Jonathan Johnson 05Even though Jonathan Johnson has been officially in the race for Utah governor since the summer of 2015, he is having a tough time gaining traction among Utah voters. has polled Herbert vs. Johnson three times since Johnson made his official campaign announcement at the 2015 State GOP Convention. In all three of those surveys, the numbers have been remarkably consistent. All three surveys have shown very strong support for Herbert over Johnson.
The first survey from September 2015 asked who Utahns would like to see win the GOP nomination for governor. 59% of all residents said Herbert and 15% said Johnson. Among Republicans, the divide between the two was even more pronounced, with Herbert leading Johnson 74-11%. That poll was not surprising as Johnson was a new entrant into the race and did not have the same level of name ID as a two-term governor.
The next head-to-head survey was in April. We asked who Utahns would vote for in the primary. Surprisingly, the numbers had not moved much, if at all. Herbert led Johnson 58-20% among all Utahns and 72-13 among Republicans. Johnson’s campaign vigorously pushed back against those numbers, claiming they were irrelevant since they were focusing their efforts on delegates to the Republican State Convention.

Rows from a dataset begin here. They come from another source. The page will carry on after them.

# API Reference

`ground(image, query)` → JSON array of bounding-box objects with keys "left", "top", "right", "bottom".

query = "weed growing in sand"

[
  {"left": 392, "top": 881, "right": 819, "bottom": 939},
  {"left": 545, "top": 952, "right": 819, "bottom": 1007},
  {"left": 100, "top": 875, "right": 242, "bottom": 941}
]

Johnson ended up winning the delegate vote at the convention by a 55-45% margin, which sent him to a primary election against Herbert in June.

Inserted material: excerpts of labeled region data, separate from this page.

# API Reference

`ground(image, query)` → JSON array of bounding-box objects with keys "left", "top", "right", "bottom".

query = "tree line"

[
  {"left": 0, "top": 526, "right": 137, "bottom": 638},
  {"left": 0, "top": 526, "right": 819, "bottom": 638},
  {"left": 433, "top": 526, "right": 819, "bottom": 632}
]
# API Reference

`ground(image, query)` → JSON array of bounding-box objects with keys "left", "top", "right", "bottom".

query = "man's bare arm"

Our most recent head-to-head survey, conducted over the last week, again shows Herbert with a sizeable lead over Johnson.

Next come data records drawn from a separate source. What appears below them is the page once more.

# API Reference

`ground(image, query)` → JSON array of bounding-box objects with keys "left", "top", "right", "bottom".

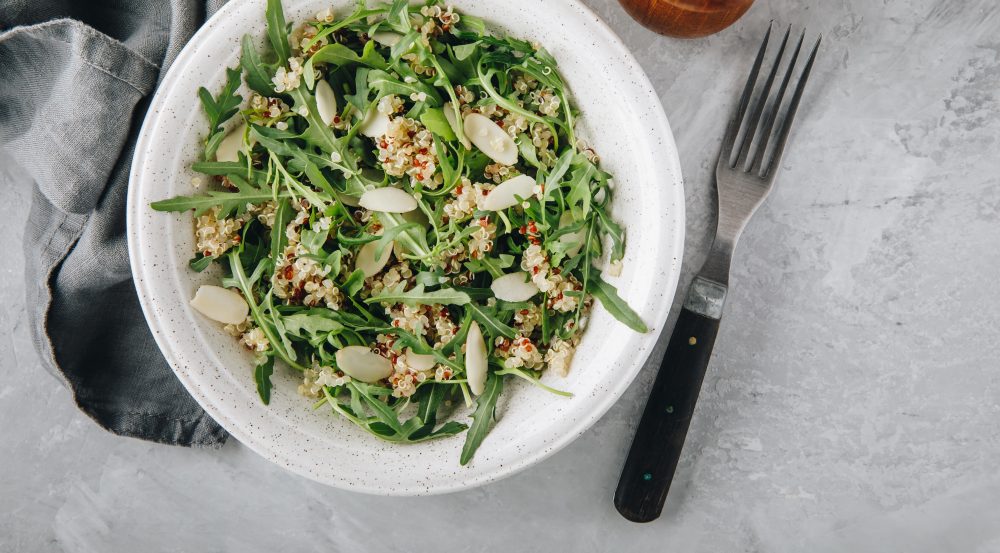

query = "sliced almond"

[
  {"left": 465, "top": 321, "right": 489, "bottom": 396},
  {"left": 406, "top": 348, "right": 437, "bottom": 371},
  {"left": 340, "top": 194, "right": 361, "bottom": 207},
  {"left": 483, "top": 175, "right": 535, "bottom": 211},
  {"left": 215, "top": 123, "right": 247, "bottom": 161},
  {"left": 444, "top": 102, "right": 472, "bottom": 150},
  {"left": 354, "top": 242, "right": 393, "bottom": 278},
  {"left": 336, "top": 346, "right": 392, "bottom": 384},
  {"left": 358, "top": 109, "right": 389, "bottom": 138},
  {"left": 490, "top": 271, "right": 538, "bottom": 302},
  {"left": 191, "top": 284, "right": 250, "bottom": 324},
  {"left": 372, "top": 31, "right": 403, "bottom": 48},
  {"left": 358, "top": 187, "right": 417, "bottom": 213},
  {"left": 316, "top": 79, "right": 337, "bottom": 125},
  {"left": 558, "top": 211, "right": 587, "bottom": 257},
  {"left": 465, "top": 113, "right": 517, "bottom": 165}
]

Again, Johnson’s campaign has come back hard against this latest round of polling, claiming the results are “beyond rational comprehension.” They also insinuate that since Dan Jones & Associates also does polling for Gov. Herbert’s campaign, he somehow has his thumb on the scales. This couldn’t be further from the truth. Jones has been Utah’s premier pollster for decades. UtahPolicy commissioned these independent polls, and they were conducted without any input or interference from the Herbert campaign.
To be fair, Johnson’s support among Republican voters has grown slightly since September as he’s gained 8-points in that time. During the same period, Herbert’s support has dropped two points. At that rate, one percentage point per month, Johnson should overtake Herbert among Republicans sometime in 2019.
As of this writing, there are 47 days until the June primary election. Clearly Johnson has quite a bit of work to do to overtake Herbert.